Campus. De nombreux articles sont parus dernièrement pour mentionner de sérieux malaises au sein des écoles d’art françaises. Ils ne mentionnent cependant jamais le fond même du problème de ces écoles. Ils ne mentionnent également jamais la distance de plus en plus profonde qui se creuse entre ces établissements et les écoles d’art européennes.
La majorité de nos 45 écoles d’art sont municipales et leur financement provient à hauteur de 80/85 % de budgets municipaux. Suite à la RGPP (révision générale des politiques publiques), des écoles d’art se sont réunies en EPCC [Établissement public de coopération culturelle] dans lesquels les municipalités sont aujourd’hui majoritaires et dans lesquels la voix de l’État est devenue complètement inexistante de par sa participation budgétaire minime (moins de 10 %). Les écoles d’art sont donc majoritairement financées et gérées par les Villes, qui ne sont ni compétentes ni responsables dans ce domaine.
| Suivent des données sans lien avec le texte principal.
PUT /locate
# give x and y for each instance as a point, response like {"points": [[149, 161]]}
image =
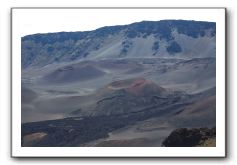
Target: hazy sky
{"points": [[31, 21]]}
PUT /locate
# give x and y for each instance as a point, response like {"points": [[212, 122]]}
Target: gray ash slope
{"points": [[120, 85], [167, 38]]}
C’est la raison pour laquelle la question du statut universitaire des écoles d’art devient un sujet essentiel. Aujourd’hui la formation artistique se fait soit en école d’art, soit dans le département arts plastiques de l’Université. Ces écoles d’art « municipales » sont cependant placées sous la double tutelle du ministère de la Culture et du ministère de l’Enseignement supérieur et de la Recherche [MESR], sans aucun dialogue entre ces ministères. Situation rocambolesque s’il en est, d’autant plus que le ministère de la Culture verse en moyenne 10 % du budget et le MESR donne son accréditation sans aucune participation financière. Une fusion entre écoles d’art et départements universitaires d’arts plastiques semble vraiment nécessaire.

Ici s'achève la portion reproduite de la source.